Se habló de quitar ese escudo. Hubo asociaciones como “Ahaztuak 1936-1937”, dedicada al recuerdo de las víctimas de la Guerra Civil y la posterior dictadura en el País Vasco, que protestaron enérgicamente y, finalmente,… el escudo se quedó junto con el resto del edificio y puede verse a fecha de hoy cada vez que uno pasea por esa parte de Bilbao o se ve en la obligación -generalmente penosa- de acudir a la Agencia Tributaria del Estado, que es el organismo que se aloja ahora en el interior de esas estructuras claramente fascistoides.
El doctor Azkuna, al parecer, justificó esa decisión señalando, muy acertadamente, que el escudo y el edificio en sí eran un documento, un resto del pasado que se debía conservar para que hoy y en el futuro se supiera lo que había ocurrido.
El único defecto a esa argumentación es que, a fecha de hoy, tampoco parece que se han hecho esfuerzos demasiado notables para hacer visible a nuestra generación, y a las futuras, el significado histórico de ese impresionante edificio, ejemplo local de la Arquitectura de corte fascista, que rodea esa bonita plaza bilbaína junto al Hotel Carlton, la estatua de José Antonio de Aguirre -primer presidente del primer gobierno autónomo vasco en plena guerra civil- y otros emblemáticos edificios como el palacio de Víctor Chávarri, un capitán de empresa, uno de los amos, del, para muchos, lúgubre y duro Bilbao de la Industrialización…

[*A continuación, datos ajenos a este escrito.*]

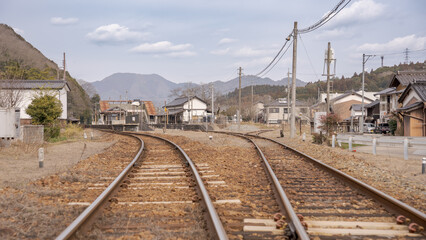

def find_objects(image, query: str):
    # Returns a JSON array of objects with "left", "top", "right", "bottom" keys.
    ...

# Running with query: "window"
[
  {"left": 284, "top": 108, "right": 288, "bottom": 113},
  {"left": 269, "top": 108, "right": 279, "bottom": 113}
]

Volviendo al caso de la Caseta Real de Baños de La Concha, también carente, hoy por hoy, de toda explicación coherente sobre su valor histórico, por un lado se debería restaurar, al menos, uno de sus escudos tal y como era cuando servía de vestidor playero a la familia real española, mantener el otro con la corona republicana que, al parecer, sobrevivió a la purga franquista y, finalmente, redactar un sencillo pero instructivo y bien documentado texto -en los idiomas que fuera pertinente- explicando todos esos avatares: la caída de la monarquía en 1931, la incautación republicana de todos sus bienes y el resellado -por así decirlo- de los mismos con los símbolos republicanos, la supervivencia de ese símbolo republicano en la España franquista, etc, etc…

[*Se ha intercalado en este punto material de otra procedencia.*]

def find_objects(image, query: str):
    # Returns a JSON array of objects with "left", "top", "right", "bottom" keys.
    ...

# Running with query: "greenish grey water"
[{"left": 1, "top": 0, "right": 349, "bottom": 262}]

Puede que algunos encuentren discutible ese criterio -polémica, como acabamos de ver en el caso de Bilbao, no suele faltar con estos temas-, sin embargo lanzó una última reflexión acerca de dejar estas cosas como están, sin placa, sin explicaciones, o mutilándolas: si suprimiéramos toda la arquitectura que no nos gusta, que choca con la manera de ver las cosas mayoritariamente aceptada en nuestras sociedades democráticas, ¿qué pasaría con el conjunto monumental del centro de la capital de Estados Unidos?. Como se puede apreciar echando un vistazo a la imagen que cierra este artículo, sacada de parte de la fachada de los Archivos Nacionales de esa nación que dice ser la mayor democracia del Mundo, no hay mucho que separe a esos elementos arquitectónicos de los erigidos, más o menos en la misma época, por regímenes totalitarios o paratotalitarios, como el fascista -que plagó Roma de estructuras y placas, algunas de ellas aún visibles-, el franquista que dejó, entre otros, en pie el edificio de la plaza Moyúa del que acabo de hablar o, supuestamente en el extremo ideológico opuesto, el Stalinismo…
Vistas así las cosas quizás lo más inteligente, instructivo y barato resulta, en efecto, seguir, por ejemplo, la política del Ayuntamiento de París. Es decir: la de dar explicaciones escritas sobre cada edificio con valor histórico, por qué llegó a existir, cómo sobrevivió y qué significaba.
Historiadores preparados para hacer ese trabajo no faltan. Como espera estar demostrándolo semana a semana esta página.